The open source developers - what do I want them to do? Well, above and beyond, again, like the first case, being successful and loving the solution, what I want them to do is tell the world. I want them to help the world know that open source security matters, and that Snyk is a good way to address this… So if they publicly talk about me or about Snyk, and if they help educate their peers, then that provides that value… And I shouldn’t bother them around purchasing. I can also consider saying “Well, if I think that this person might work at a job, work on also non-open source projects, maybe I want to have them consider using Snyk in that surrounding.”
[48:34] So these are all very Snyk-specific examples, but I think that the key distinction here is when you have a solution and you think about how do you bring it to market, there’s this aspiration that it’ll be a freemium-led go-to-market; so you want to get these masses of people using your product, and you want some portion of them naturally growing to buy your product. And what often happens is you will unleash a freemium product and then nobody would use it, or the products would not really get adopted. To avoid that problem, or if you see that that’s happening, you have to stop and think “Who are the people that this freemium product works for? What are the use cases that I’m truly solving for them, and what is it that I want them – that I as a business (a little bit more cynically) want to get out of them?”

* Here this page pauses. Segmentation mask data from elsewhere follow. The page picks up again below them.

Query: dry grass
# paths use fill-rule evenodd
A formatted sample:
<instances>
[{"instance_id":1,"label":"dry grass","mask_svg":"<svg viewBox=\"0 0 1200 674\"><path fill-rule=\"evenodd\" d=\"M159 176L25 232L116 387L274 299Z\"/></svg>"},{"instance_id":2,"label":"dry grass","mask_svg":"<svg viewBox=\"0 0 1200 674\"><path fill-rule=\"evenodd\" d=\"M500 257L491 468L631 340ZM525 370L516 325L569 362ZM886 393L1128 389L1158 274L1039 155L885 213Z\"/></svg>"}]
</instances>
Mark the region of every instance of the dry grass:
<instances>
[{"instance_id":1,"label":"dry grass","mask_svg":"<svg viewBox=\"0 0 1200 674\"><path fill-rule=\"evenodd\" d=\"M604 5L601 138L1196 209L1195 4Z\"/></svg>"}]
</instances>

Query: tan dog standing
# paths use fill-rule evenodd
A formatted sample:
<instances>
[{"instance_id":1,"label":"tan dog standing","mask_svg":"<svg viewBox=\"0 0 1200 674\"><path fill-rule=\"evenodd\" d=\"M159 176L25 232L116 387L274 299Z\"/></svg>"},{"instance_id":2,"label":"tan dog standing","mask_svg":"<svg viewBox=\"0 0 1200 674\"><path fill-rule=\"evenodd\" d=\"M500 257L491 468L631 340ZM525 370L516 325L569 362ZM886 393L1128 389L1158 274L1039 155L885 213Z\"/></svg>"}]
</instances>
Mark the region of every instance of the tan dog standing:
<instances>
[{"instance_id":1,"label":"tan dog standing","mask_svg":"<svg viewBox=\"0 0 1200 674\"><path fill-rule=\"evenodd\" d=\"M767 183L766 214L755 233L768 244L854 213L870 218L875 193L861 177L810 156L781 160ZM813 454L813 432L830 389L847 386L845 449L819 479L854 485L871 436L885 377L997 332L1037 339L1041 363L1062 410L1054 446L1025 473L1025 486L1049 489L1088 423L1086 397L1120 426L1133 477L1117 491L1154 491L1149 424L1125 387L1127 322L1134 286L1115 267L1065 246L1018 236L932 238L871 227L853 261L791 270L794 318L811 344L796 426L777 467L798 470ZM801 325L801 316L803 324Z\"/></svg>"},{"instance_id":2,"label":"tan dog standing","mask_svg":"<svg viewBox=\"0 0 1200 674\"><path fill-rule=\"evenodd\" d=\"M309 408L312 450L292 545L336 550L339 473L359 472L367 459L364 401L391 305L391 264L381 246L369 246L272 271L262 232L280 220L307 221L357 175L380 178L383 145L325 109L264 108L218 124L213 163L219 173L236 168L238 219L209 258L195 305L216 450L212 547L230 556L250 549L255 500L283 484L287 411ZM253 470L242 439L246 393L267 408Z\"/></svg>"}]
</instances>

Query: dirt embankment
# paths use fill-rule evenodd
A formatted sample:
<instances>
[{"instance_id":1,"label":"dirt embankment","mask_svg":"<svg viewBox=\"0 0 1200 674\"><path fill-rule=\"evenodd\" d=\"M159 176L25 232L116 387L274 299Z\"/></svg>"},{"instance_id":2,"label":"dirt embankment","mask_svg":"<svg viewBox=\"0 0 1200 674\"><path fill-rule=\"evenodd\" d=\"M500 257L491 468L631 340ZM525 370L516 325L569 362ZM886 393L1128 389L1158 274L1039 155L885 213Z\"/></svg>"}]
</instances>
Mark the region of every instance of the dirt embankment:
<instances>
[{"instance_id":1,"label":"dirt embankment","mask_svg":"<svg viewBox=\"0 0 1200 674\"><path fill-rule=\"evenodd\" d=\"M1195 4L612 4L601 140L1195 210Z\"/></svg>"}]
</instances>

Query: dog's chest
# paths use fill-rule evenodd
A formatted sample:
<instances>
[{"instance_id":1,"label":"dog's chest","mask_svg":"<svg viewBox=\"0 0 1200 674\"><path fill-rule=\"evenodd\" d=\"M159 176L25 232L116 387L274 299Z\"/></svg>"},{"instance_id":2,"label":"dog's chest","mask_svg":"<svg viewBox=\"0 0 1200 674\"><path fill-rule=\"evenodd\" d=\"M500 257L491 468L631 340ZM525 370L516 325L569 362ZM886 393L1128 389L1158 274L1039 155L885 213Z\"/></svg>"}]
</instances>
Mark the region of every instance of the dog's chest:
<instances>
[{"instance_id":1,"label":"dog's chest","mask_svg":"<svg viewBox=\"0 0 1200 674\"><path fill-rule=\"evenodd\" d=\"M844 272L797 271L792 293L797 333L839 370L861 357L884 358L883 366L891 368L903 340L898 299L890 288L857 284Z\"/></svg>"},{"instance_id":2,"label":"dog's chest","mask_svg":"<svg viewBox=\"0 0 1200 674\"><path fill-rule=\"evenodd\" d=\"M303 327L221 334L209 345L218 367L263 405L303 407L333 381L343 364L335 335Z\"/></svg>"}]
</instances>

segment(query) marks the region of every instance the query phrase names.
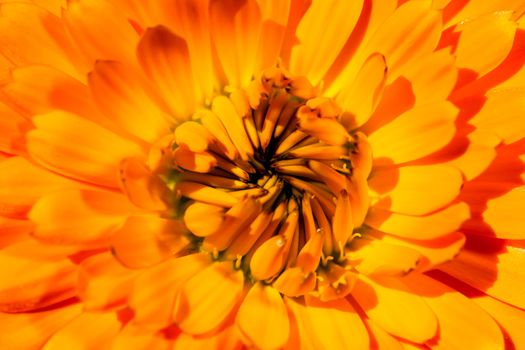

And you know what - if you can’t figure those out, that’s entirely legit. You don’t have to have a freemium model. If you don’t have those solutions, if the minimum use of your product is one that really should be commercial, then it should be a free trial. But then you should adjust your methodologies, adjust your expectations that what you’re really doing is you’re offering them a free trial, and you should convey it accordingly to them, to say “This is a trial of our capabilities”, so they don’t have the misconception that your product is limited in the way that you’ve provided it.